The Family on Beartown Road by Elizabeth Cohen is one of those books that resonates and Cohen not only knows how to tell a story, she tells it eloquently.

Julia and Sanford Cohen.  Their love was a busy thing.  It was public, and it had plans.  They would frequently talk all night long, in excited voices, about politics, education, economics.  But mostly they talked about each other.  The second marriage for my father and the third for my mother, they could not get over their enormous luck in finding each other.  When we went to restaurants, they picked tables where they could sit side by side and hold hands.  Sometimes they embarrassed us.  They’d peck or hug at parent-teacher meetings at our school, in open view of our friends.  They looked lovingly at each other in airports, as though they had just met after long separations.  My sister and I lived on the periphery of their great, lucky love.  It was not that they didn’t love us, too–they did–but we fit in around the edges and corners of their feelings for each other.
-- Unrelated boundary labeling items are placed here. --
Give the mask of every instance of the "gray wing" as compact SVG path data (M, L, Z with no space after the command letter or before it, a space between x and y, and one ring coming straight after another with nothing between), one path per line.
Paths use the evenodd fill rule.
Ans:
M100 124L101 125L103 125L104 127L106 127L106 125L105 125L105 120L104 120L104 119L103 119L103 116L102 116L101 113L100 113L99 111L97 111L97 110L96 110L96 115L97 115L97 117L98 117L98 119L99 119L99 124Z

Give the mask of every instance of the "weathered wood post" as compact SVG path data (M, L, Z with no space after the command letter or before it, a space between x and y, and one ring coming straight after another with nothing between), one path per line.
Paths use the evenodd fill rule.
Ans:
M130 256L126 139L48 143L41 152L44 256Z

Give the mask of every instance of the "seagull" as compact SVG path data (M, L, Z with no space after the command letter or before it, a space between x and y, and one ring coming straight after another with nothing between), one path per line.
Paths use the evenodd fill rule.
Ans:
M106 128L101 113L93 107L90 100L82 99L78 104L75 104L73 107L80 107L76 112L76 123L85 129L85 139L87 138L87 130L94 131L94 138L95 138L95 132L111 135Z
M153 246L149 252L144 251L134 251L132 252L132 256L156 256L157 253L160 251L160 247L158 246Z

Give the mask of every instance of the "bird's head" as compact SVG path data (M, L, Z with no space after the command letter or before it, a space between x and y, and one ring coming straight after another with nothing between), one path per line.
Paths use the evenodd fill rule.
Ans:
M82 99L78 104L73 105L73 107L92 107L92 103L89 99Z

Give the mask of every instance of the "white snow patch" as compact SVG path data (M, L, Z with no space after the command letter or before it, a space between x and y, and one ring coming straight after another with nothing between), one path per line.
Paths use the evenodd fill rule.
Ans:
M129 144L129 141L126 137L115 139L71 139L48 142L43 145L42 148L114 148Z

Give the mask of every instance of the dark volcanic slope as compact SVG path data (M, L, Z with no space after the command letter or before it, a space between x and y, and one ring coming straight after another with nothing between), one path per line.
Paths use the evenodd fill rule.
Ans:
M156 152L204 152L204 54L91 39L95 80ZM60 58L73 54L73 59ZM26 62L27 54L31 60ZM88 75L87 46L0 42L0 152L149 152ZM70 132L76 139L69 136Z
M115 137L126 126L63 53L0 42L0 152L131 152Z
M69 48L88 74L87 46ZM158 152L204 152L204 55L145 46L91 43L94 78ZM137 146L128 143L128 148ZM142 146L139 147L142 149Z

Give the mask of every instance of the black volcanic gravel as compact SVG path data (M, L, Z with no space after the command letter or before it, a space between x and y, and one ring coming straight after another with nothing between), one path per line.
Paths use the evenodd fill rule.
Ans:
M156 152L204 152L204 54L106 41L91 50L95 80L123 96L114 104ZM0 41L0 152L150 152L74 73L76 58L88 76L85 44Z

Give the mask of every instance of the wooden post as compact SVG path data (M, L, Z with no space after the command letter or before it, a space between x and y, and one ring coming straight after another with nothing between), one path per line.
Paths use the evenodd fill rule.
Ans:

from Barnes and Noble interview with Elizabeth Cohen:

Elizabeth Cohen: When my father moved in with me I joined the growing ranks of the “sandwich generation.” Daily, we tend to the needs of people at the opposite ends of life, needs which sometimes mimic each other but also can clash. I have my own name for it, I call it “extreme parenting.” In most cases the people in the middle of the sandwich generation have children that are school age or even about to go to college. Rarer are those who, like myself, find themselves in the position of caring for an elderly, infirm parent or one with Alzheimer’s disease at the same time they have an infant. That can mean feeding and diapering two very different sorts of people.